It’s an unfortunately familiar story by now: A doctor prescribes an injured person narcotic painkillers, and that patient ends up an addict. Or a teen gets hooked by lifting pills from a parent, and unable to satiate his habit, turns to the streets for oxycodone or hydrocodone—or worse, heroin.
President Obama highlighted the problem in his March 29 speech at the National Rx Drug Abuse and Heroin Summit in Atlanta, where he announced expansions to a billion-dollar plan to broaden access to treatment and prevent deaths. Opioids killed more than 28,000 people in the U.S. in 2014, more than any other year on record, and at least half of those deaths were attributed to prescription pills, according to the Centers for Disease Control and Prevention.

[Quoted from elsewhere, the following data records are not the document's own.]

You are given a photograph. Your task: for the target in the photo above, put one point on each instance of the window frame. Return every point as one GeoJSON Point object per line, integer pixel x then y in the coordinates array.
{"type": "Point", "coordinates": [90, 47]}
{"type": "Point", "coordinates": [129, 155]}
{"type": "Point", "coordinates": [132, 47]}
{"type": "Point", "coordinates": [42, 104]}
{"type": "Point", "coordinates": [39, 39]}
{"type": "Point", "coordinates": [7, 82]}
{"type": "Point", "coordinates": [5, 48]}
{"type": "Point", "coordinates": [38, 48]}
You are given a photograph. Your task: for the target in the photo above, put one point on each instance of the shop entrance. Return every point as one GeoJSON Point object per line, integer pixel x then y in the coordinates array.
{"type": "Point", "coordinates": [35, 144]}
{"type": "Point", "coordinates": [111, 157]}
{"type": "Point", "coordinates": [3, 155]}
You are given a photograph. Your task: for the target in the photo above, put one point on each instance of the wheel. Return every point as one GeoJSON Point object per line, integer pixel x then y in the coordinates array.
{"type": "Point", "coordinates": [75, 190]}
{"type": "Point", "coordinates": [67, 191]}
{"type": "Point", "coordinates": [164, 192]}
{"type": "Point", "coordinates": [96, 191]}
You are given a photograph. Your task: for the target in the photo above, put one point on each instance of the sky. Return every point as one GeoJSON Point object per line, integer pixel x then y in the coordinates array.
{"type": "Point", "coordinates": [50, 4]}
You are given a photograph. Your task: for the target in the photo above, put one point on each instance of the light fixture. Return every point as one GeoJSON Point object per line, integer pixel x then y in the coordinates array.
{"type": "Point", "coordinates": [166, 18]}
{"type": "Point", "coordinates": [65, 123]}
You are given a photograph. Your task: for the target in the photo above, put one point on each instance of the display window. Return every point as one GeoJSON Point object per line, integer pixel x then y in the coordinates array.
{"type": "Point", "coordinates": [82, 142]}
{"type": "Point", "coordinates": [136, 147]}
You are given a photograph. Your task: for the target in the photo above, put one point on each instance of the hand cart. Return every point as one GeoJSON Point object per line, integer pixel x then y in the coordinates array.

“The United States is in the midst of an opioid overdose epidemic,” the CDC’s website says, noting that drug-overdose deaths are up in men and women, whites and blacks and adults of all ages. In Nevada, there’s good news and bad. On the upside, opioid-related deaths are declining, though with 13.5 percent of deaths in 2014 attributed to heroin overdose, the state ranks third-worst in the country.
Another CDC-sourced study published by AOL names Nevada No. 1 for drug poisoning deaths per capita, followed by Arizona, Utah and Rhode Island. More than 40 percent of Nevada’s 17 counties have high overdose rates, and more than 90 percent of Nevadans live in affected regions.
But there’s hope. Last year Gov. Brian Sandoval signed into law SB 459, the Good Samaritan Drug Overdose Act, which establishes prevention policy—a stride smiled upon by the state’s Substance Abuse Prevention and Treatment Agency. Ideally Nevada would establish a CDC-recommended prescription drug monitoring database, rather than leaving it up to law enforcement, but the protocol is a start.